Overview:
High-Sensitivity C-Reactive Protein (hs-CRP) Marker Rapid TestIntroduction: The High-Sensitivity C-Reactive Protein (hs-CRP) Marker Rapid Test is a diagnostic tool designed to detect hs-CRP levels in serum or whole blood samples, facilitating the screening of inflammation or cardiovascular risk. Associated with atherosclerosis or chronic inflammatory diseases, this condition presents with chest pain, fatigue, and severe complications like myocardial infarction if untreated, particularly in individuals with obesity or smoking history. Per the 2023 American Heart Association guidelines, the test employs immunochromatographic technology, delivering results within 15-20 minutes with reasonable sensitivity and specificity, making it a valuable tool for initial screening in cardiology or rheumatology settings. This rapid diagnostic falls under clinical pathology and targets individuals with systemic or cardiovascular symptoms, addressing the challenge of early detection to guide anti-inflammatory therapy or lifestyle changes. With morbidity rates elevated due to underdiagnosis, the test supports public health efforts by enabling early identification, facilitating treatment, and reducing complications. Its multi-sample capability enhances its utility.
Other Names: hs-CRP Rapid Test.
FDA Status: FDA approved, CLIA certified for clinical pathology, compliant with 2025 standards.
Historical Milestone: Introduced in the 2000s by Roche, this test advanced inflammation marker detection, providing a high-sensitivity rapid alternative to traditional assays.
Purpose: The test screens for hs-CRP to guide inflammation or cardiovascular risk diagnosis, assess immune status, and inform treatment and prevention strategies.
Test Parameters: Presence of hs-CRP, detected with reasonable specificity to indicate inflammation, typically detectable in serum or blood at elevated levels during active disease.
Pretest Condition: No fasting required; patients should avoid food or drink for 30 minutes prior to collection to ensure sample integrity, and they should report chest pain, fatigue, or recent infections.
Specimen: Serum 2-5 mL, Whole Blood 2-5 mL, collected using sterile SST or EDTA tubes, transported within 24 hours to maintain sample viability.
Sample Stability at Room Temperature: 24 hours with proper handling in a cool environment to preserve marker integrity, ensuring reliable test performance.
Sample Stability at Refrigeration: 24 hours at 2-8 degrees Celsius, suitable for short-term storage before laboratory processing, though immediate testing is preferred.

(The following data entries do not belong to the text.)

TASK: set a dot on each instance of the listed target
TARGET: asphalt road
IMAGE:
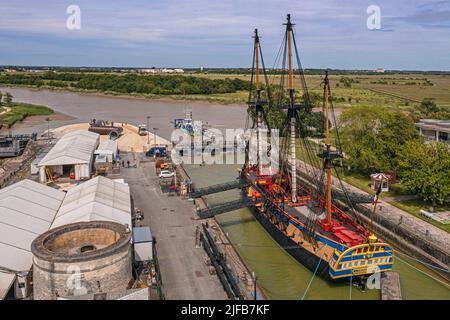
(184, 273)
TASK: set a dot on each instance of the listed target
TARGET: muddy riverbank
(84, 107)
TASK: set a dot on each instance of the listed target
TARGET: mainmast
(258, 102)
(291, 112)
(326, 89)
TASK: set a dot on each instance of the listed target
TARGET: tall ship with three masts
(303, 215)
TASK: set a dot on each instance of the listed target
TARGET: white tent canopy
(27, 209)
(76, 147)
(97, 199)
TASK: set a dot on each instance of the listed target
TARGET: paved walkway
(184, 273)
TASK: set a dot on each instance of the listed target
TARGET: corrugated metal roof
(107, 146)
(130, 294)
(73, 148)
(97, 199)
(27, 209)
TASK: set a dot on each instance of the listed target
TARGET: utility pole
(154, 134)
(254, 284)
(148, 129)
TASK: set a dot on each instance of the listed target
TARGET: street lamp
(48, 129)
(154, 134)
(148, 129)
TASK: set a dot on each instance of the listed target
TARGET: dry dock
(390, 286)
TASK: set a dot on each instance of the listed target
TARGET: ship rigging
(301, 213)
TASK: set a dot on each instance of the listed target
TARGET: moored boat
(306, 221)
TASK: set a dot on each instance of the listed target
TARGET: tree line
(386, 140)
(129, 83)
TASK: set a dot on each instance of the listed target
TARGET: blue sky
(414, 35)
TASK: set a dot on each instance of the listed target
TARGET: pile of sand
(130, 140)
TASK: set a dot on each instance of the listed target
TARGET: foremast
(256, 101)
(291, 112)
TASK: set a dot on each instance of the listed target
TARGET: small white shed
(74, 152)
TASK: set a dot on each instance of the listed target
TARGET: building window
(443, 136)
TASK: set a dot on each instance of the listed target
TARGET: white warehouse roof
(97, 199)
(73, 148)
(107, 146)
(27, 209)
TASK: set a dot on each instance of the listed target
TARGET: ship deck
(311, 213)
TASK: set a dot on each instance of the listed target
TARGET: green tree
(428, 106)
(372, 137)
(425, 170)
(8, 100)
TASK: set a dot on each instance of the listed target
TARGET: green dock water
(280, 275)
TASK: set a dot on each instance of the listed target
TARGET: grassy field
(402, 91)
(414, 206)
(20, 111)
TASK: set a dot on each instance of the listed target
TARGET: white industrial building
(107, 149)
(27, 209)
(97, 199)
(74, 152)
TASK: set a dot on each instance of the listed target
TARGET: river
(83, 108)
(279, 274)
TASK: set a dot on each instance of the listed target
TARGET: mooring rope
(312, 278)
(417, 269)
(423, 262)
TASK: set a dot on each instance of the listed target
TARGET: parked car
(157, 152)
(166, 174)
(142, 130)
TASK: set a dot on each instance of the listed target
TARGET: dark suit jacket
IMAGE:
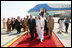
(31, 24)
(45, 24)
(17, 24)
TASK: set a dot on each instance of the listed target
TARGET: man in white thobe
(40, 28)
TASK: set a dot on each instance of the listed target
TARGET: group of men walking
(33, 26)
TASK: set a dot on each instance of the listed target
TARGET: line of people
(35, 26)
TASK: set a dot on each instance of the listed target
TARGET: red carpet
(47, 42)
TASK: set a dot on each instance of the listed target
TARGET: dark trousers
(66, 26)
(46, 29)
(35, 32)
(32, 33)
(18, 29)
(13, 26)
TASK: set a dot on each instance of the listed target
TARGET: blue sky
(20, 8)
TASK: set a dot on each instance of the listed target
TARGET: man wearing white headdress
(40, 28)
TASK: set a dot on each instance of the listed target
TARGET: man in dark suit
(31, 25)
(45, 27)
(17, 24)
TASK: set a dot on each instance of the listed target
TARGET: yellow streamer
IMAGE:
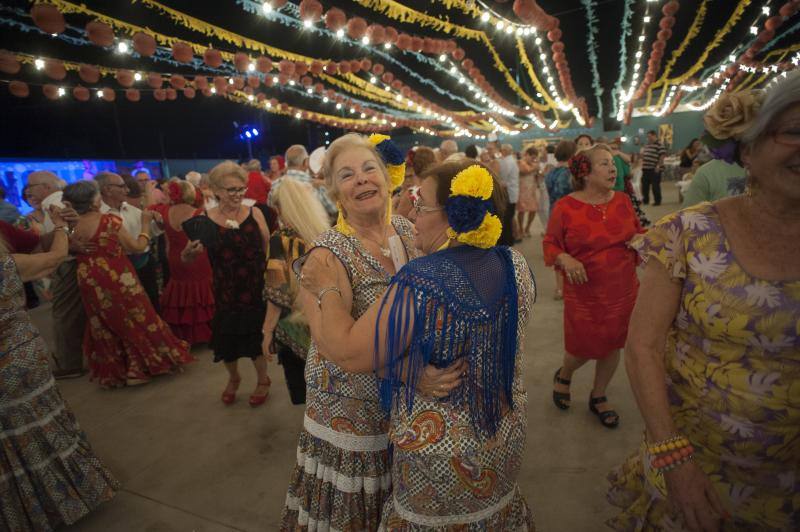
(694, 31)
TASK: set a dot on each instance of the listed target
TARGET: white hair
(779, 95)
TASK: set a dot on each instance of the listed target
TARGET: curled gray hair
(779, 96)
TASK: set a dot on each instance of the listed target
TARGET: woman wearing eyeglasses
(238, 260)
(713, 353)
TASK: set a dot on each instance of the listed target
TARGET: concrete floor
(189, 463)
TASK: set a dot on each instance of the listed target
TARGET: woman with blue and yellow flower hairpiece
(468, 300)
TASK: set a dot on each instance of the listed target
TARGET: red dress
(596, 313)
(187, 302)
(124, 336)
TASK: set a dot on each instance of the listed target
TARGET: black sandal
(609, 419)
(560, 399)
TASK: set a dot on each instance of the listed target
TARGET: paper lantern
(310, 10)
(356, 27)
(182, 52)
(154, 80)
(144, 44)
(50, 91)
(124, 77)
(263, 64)
(9, 63)
(670, 8)
(376, 34)
(177, 81)
(54, 69)
(133, 95)
(81, 93)
(212, 58)
(48, 18)
(100, 33)
(335, 19)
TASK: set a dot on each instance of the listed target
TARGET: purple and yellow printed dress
(733, 375)
(48, 473)
(342, 477)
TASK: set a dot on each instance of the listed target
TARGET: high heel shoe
(258, 400)
(229, 397)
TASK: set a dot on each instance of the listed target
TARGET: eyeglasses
(419, 207)
(788, 135)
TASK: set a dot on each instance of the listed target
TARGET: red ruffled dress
(596, 313)
(187, 302)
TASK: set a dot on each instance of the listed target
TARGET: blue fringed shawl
(464, 305)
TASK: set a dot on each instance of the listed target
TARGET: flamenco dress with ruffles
(49, 474)
(187, 302)
(125, 338)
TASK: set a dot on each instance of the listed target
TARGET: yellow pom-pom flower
(484, 237)
(474, 181)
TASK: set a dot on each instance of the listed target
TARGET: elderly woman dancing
(455, 457)
(714, 351)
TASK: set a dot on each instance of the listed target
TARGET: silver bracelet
(325, 291)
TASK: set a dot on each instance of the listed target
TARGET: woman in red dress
(587, 240)
(125, 340)
(187, 302)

Sample Stability at Frozen: Not recommended, as freezing may degrade markers, increasing the risk of false negatives and compromising diagnostic accuracy.

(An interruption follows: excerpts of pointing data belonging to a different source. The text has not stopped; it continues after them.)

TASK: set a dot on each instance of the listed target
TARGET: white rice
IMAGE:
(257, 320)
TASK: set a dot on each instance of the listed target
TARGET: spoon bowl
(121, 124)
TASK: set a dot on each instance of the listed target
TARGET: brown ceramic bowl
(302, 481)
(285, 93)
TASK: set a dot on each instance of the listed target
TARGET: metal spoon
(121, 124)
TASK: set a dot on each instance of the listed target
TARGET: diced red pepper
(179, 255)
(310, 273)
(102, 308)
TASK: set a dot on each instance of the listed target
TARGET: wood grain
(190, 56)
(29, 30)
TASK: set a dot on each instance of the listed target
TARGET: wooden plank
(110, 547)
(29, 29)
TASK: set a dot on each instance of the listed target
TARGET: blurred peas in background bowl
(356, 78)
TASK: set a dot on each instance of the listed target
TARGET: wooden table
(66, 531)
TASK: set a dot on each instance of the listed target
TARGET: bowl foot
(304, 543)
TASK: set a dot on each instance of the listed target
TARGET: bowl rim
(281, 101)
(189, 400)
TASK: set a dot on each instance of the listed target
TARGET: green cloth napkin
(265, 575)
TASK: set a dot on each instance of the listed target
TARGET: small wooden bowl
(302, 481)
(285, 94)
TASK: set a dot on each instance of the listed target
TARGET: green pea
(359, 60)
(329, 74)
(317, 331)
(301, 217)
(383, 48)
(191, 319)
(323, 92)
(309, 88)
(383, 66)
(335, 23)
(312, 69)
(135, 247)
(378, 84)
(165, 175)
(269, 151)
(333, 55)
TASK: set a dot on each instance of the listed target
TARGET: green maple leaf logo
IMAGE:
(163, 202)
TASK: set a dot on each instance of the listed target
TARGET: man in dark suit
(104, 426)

Medical History: Patients should provide details on chest pain, fatigue, chronic inflammation, or prior cardiovascular issues, as well as any family history of heart disease or recent infections.
Consent: Written informed consent is required, detailing the test's purpose, potential risks of untreated inflammation including myocardial infarction, benefits of early detection, and minimal discomfort from sample collection.
Procedural Considerations: The test utilizes an immunochromatographic cassette requiring trained personnel to ensure sterile technique, avoid hemolysis or contamination, and interpret results within 15-20 minutes using provided positive and negative controls. Laboratories must maintain a controlled environment, adhere to quality assurance protocols, and store test kits according to manufacturer specifications to ensure reliability.
Factors Affecting Result Accuracy: Delays beyond 24 hours, improper storage conditions, cross-contamination with other samples, or recent surgery can affect results. Correlation with LDL or clinical evaluation is recommended to confirm findings.
Clinical Significance: A positive result indicates possible inflammation or cardiovascular risk, necessitating further investigation like LDL levels or cardiology consultation. A negative result may require follow-up testing if symptoms persist, especially if sampled during early stages.
Specialist Consultation: Cardiologists or rheumatologists should be consulted for case management, treatment planning, and coordination with disease programs.
Additional Supporting Tests: LDL, ESR, or ECG for confirmation.
Test Limitations: The test may produce false positives in acute infection or false negatives in chronic conditions, requiring a comprehensive diagnostic approach that includes clinical correlation.
References: AHA Guidelines 2023, Journal of Cardiology 2024, Pathology 2025.